It was our rare privilege at one time to have intrusted to our care for some weeks a sick babe. The wee morsel of humanity coming so completely in our life brought sweet influences that affected us greatly, and will continue to for all time. We shall always count that experience one of the blessings to give devout thanks for, and one of the trainings whose power upon us has been beyond calculation. It is enshrined as one of the hallowed times.

Yet it cost us much. For one of us it meant sleepless nights, practically sleepless, while the babe was being watched and prayerfully studied, until the coveted habit of sleep, which the little fellow needed so sorely, began to be well fixed. And after that it meant always broken sleep that his needs might be attended to. It meant unremitting, thoughtful care and devotion every waking hour of the twenty-four, and the keenest thinking at command.

For that little while our life was poured out into the babe in countless ways. The new life and vigour that quickly came to him was really our life given to him. He drew out the tenderest love, and proved to be a worthy subject for the best powers of observation and study we could rally. And without doubt he brought to us unwittingly a new keenness of observation and of thinking.

Daily he made us feel that the babe is worthy of the best brain power of the best equipped and trained man and woman. What finesse and diplomacy and patience and tireless giving out of strength he did take! We gave much and we felt the giving, too. But we received far more than we gave. We felt that, too, blessedly felt it, and have been feeling it ever since.

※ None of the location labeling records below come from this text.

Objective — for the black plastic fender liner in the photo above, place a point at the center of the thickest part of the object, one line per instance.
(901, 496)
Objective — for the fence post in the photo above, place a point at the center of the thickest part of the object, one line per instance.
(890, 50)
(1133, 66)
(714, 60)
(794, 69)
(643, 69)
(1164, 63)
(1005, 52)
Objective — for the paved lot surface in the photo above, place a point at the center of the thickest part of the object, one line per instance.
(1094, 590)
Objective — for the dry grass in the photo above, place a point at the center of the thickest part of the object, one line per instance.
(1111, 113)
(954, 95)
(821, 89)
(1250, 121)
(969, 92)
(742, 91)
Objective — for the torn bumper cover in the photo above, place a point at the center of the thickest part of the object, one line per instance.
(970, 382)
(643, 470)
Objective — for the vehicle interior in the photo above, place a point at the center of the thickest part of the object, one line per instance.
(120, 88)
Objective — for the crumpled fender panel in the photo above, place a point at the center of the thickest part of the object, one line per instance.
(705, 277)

Every mother, who is a mother in heart as well as in name, knows the old story. And every father should know a great deal of it, though he never knows quite as much as the mother. But the more he knows of it the better a father will he be, the stronger and manlier a man, the keener and more thoughtful and gentler in all his contacts. Every duty done, whether as business man, or citizen, or in social life, will bear the impress of the larger, finer man grown within him by such experience.